Mrs. Claus Was Introduced in 1849
Santa Claus’ doting wife, Mrs. Claus, is first mentioned in James Rees’ 1849 short story “A Christmas Legend”, though she plays no active role in the tale. From 1851 to 1887, Mrs. Claus is given mention in such publications as the Yale Literary Magazine, Harper’s Magazine, and Good Housekeeping; but it wasn’t until 1889’s “Goody Santa Clause on a Sleigh Ride” that lady Claus was given a starring role. Author Katherine Lee Bates put Mrs. Claus in the spotlight as she takes a sleigh ride with Santa on Christmas Eve, eventually persuading him to let her drive the sleigh and deliver toys to one house. Oddly enough, the poem also makes mention of Easter Eggs being laid by rainbow chickens in Santa’s workshop.
St. Nicholas Day and Christmas Are Two Entirely Separate Holidays
Christmas Day, most popularly celebrated on December 25th, is an annual celebration marking the birth of Christ. The concept of gift giving that has blended into the celebration originated with St. Nicholas Day, which is celebrated either on December 6th or 19th depending on if you follow Western or Eastern Christianity beliefs. On St. Nicholas Day, children traditionally place their shoes in the foyer in hopes that St. Nicholas will leave presents, not entirely unlike the tradition of hanging stockings from the fireplace on Christmas Day. Despite the clear similarity in gift giving, the two holidays have nothing to do with one another.
Many Attributes of Modern Santa Came from “A Visit from St. Nicholas”
“A Visit from St. Nicholas”, later quite famously titled “Twas The Night Before Christmas” was originally published in 1823. For 14 years, the poem’s author remained anonymous until Clement Clarke Moore stepped forward, claiming authorship in 1837. The poem, often read to children on Christmas Eve, prior to going to bed, popularized many of Santa Claus’ attributes, such as riding in a sleigh, entering through a chimney, and lugging around a bag full of toys.
Coca-Cola was Not the First Beverage to Market Santa Claus
Though the soft drink company has marketed the jolly fat man since the 1930’s, the company wasn’t the first to utilize his image. Speculation has spawned that, since Santa is used so frequently in Coca-Cola advertising and his staple colors are red and white, that he was a creation of the company, but Claus appeared some 15 years earlier on advertisements for White Rock Beverages’ mineral water and ginger ale. So, did Coca-Cola turn Santa Claus into the red and white jolly fellow that we know him as today… nope! This became an urban legend because of the time period that Santa switched his colors, which was in the beginning of the 20th century when Coca-Cola was heavy into advertising. Up until the late 19th century, Santa’s typical colors were either green, purple or red. An American artist, Norman Rockwell, had done a number of paintings of Saint Nick wearing red and white, including: “A Drum for Tommy”, published in 1921, many years prior to Coco-Cola’s campaign.
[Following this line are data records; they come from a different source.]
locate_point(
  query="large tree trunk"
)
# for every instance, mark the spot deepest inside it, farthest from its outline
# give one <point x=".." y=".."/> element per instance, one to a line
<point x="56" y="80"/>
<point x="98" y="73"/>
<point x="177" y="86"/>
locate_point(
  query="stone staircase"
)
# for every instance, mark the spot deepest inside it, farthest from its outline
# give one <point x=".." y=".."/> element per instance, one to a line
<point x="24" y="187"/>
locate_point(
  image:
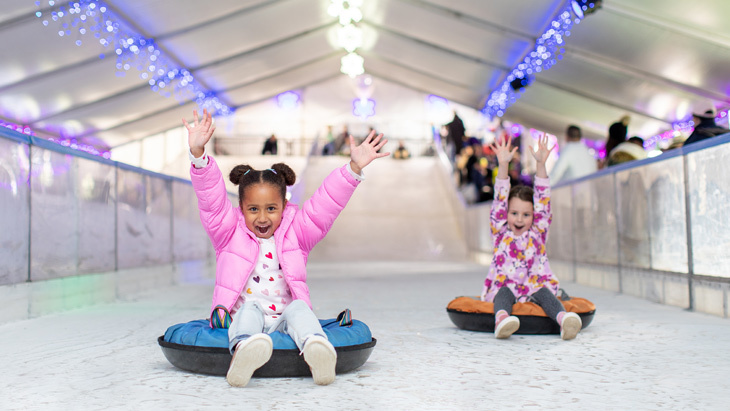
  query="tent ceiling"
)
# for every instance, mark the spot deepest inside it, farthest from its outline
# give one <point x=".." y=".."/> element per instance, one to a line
<point x="656" y="60"/>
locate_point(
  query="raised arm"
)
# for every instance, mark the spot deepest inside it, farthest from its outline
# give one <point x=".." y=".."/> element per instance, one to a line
<point x="542" y="216"/>
<point x="498" y="214"/>
<point x="216" y="211"/>
<point x="319" y="212"/>
<point x="200" y="132"/>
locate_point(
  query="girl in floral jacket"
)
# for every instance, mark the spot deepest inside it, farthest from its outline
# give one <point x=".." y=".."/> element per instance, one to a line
<point x="520" y="219"/>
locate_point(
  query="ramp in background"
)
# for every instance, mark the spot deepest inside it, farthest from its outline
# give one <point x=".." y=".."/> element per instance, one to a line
<point x="401" y="212"/>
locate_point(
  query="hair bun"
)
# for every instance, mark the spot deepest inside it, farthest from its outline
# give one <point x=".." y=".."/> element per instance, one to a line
<point x="285" y="172"/>
<point x="238" y="172"/>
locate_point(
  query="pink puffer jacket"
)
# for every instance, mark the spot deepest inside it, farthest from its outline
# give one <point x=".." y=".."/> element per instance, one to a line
<point x="236" y="247"/>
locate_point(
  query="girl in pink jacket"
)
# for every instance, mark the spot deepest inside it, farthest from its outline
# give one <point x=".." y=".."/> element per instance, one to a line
<point x="261" y="251"/>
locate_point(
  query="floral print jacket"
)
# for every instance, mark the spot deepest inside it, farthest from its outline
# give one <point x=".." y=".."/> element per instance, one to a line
<point x="520" y="262"/>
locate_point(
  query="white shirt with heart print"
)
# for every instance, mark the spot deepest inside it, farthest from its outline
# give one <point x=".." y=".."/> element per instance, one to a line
<point x="266" y="284"/>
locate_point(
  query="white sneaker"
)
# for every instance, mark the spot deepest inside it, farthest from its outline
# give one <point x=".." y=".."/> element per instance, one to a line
<point x="321" y="357"/>
<point x="507" y="327"/>
<point x="570" y="326"/>
<point x="250" y="355"/>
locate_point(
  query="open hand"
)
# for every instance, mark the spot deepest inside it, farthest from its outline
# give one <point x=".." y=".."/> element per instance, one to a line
<point x="504" y="150"/>
<point x="366" y="152"/>
<point x="542" y="152"/>
<point x="200" y="132"/>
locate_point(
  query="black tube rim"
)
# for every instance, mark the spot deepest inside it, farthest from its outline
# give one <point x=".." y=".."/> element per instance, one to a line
<point x="220" y="350"/>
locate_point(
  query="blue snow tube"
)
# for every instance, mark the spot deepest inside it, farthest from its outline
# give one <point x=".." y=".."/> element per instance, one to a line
<point x="195" y="346"/>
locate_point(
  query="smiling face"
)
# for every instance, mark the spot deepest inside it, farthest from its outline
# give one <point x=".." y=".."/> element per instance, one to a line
<point x="262" y="209"/>
<point x="519" y="215"/>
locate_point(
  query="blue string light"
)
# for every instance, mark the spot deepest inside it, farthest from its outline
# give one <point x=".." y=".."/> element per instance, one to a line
<point x="93" y="19"/>
<point x="547" y="51"/>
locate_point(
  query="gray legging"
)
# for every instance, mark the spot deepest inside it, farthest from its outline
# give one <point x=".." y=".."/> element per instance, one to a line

Santa Claus Pulls Inspiration from Odin
Pre-Christianity, Germanic people celebrated an event called Yule, which eventually provided many traditions that were absorbed into the modern concept of Christmas. During Yule, ghostly figures are said to march through the sky during what was called the Wild Hunt. Leading those figures, the Norse god Odin. Odin bore a long white beard and would ride the night sky on his gray horse, Sleipnir, providing some of the inspiration for the modern Santa Claus. Throughout Yule, Odin would visit those that celebrated with gifts.